Unions have helped grad students, most of them Ph.D.s, get higher stipends, better health care benefits and other improvements in their working conditions -- like offices where they can prepare for classes and meet with undergraduates.
But the university says a union will compromise the educational, apprenticeship nature of the graduate programs and put a wedge in the relationship between student (mentee) and faculty member (mentor).
"The University of Pennsylvania, along with every other major private university, is defending the fundamental academic principle that graduate students are students, not employees," said Penn spokesman Peter Conn.
"Ph.D. education is so personally tailored and so much depends on the relationship between student and mentor that it is completely inappropriate to superimpose a collective bargaining, one-size-fits-all model on top of it," he said.
But members of the unofficial Penn union — Graduate Employees Together of the University of Pennsylvania (GET-UP) — contend they're performing many of the same duties faculty get paid for, and deserve comparable wages and benefits.
"We are doing work for the university," said GET-UP co-chair Amy Heneveld. "I want it to be valued for what it is and have a say in my working conditions."

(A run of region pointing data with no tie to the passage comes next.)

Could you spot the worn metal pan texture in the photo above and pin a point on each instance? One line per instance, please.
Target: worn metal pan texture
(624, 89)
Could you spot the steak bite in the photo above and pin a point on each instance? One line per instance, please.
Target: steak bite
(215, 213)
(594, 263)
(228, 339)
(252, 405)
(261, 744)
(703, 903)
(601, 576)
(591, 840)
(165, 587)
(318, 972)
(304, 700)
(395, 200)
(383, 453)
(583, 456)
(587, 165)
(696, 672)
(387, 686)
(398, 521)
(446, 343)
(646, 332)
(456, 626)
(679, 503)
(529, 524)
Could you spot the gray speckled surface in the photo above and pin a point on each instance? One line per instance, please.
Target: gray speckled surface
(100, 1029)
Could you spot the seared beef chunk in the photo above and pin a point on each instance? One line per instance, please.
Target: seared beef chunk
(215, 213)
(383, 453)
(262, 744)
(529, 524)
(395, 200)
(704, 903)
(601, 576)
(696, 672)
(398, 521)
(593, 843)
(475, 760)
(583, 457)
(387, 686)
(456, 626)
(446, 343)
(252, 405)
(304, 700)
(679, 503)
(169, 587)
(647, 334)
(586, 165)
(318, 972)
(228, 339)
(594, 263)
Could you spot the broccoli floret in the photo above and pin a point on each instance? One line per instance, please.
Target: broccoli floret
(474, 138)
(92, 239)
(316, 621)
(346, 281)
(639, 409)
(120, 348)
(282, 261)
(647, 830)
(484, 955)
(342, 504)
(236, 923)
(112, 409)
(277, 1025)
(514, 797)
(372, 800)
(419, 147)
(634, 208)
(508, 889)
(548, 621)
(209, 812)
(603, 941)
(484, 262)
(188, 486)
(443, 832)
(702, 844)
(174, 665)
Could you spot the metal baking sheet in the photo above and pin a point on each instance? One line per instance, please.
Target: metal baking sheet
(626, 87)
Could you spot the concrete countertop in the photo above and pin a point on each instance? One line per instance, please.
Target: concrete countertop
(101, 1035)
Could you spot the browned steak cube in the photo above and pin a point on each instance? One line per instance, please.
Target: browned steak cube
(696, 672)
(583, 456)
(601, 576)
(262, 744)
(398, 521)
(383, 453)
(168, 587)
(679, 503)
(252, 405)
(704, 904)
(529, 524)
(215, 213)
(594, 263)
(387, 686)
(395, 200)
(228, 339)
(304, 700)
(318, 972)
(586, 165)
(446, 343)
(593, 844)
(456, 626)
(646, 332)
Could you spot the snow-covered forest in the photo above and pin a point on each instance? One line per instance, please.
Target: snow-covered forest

The number of grad student unions has seen a gradual increase in recent years, but the phenomenon has been mostly confined to public colleges. To date, NYU is the only private university to have successfully organized a student labor union — although Yale (search), Columbia (search) and now Penn students have launched movements too.
Clara Lovett, president and CEO of the American Association for Higher Education — who has been on both the graduate student and university administrator side of the fence — said her stance on the issue has changed.
"I used to think graduate students were apprentices learning scholarship and not employees in the normal sense of the word," Lovett said. "But over the last 20 years or so, we have turned graduate students into a very significant and very underpaid part of the academic workforce.
"Whether organizing unions is a good idea, I don't know — but I understand why they want to be heard," said Lovett.
Currently the process has been snagged at Penn. In February, GET-UP held union elections for graduate students, and exit polls, Heneveld said, showed a majority voted "yes" to organizing.
While states handle the issue for public universities, private schools are the federal government's domain, under the jurisdiction of the National Labor Relations Board (NLRB).
The NLRB already classified Penn grad students as employees in a previous court decision. But during the university's ongoing appeal of that ruling, the uncounted union election votes were sent to the NLRB in Washington — where they've stagnated. Heneveld and other pro-union advocates want the appeal dropped and the votes counted.
A Ph.D. in French at Penn who teaches her own class, Heneveld thinks her working conditions need improvement. Because she doesn't have an office, she said, she often has to meet with undergraduate students and do their oral exams in the hallway.
"They don't want to spend the money it would take," she said of the university. "And they don't want us to have any kind of power in this relationship."
Conn said money has nothing to do with it because for the majority of graduate students, the university pays their tuition, fees, health care premium and a $15,000 stipend — adding up to a total of about $45,000 a year per student.
"The University of Pennsylvania could teach its courses significantly more cheaply without graduate students than with them," he said. "Anyone who tries to characterize this as a cost-saving device is deeply misinformed. We make a tremendous, multimillion-dollar investment in graduate education."
Though she couldn't comment on Penn or any specific school union situation, the Association for Higher Education's Lovett believes labor groups are appropriate for some universities but not for others.
"There may be groups of students at some campuses trying to imitate what they see [at other schools]," she said. "You have to look institution by institution."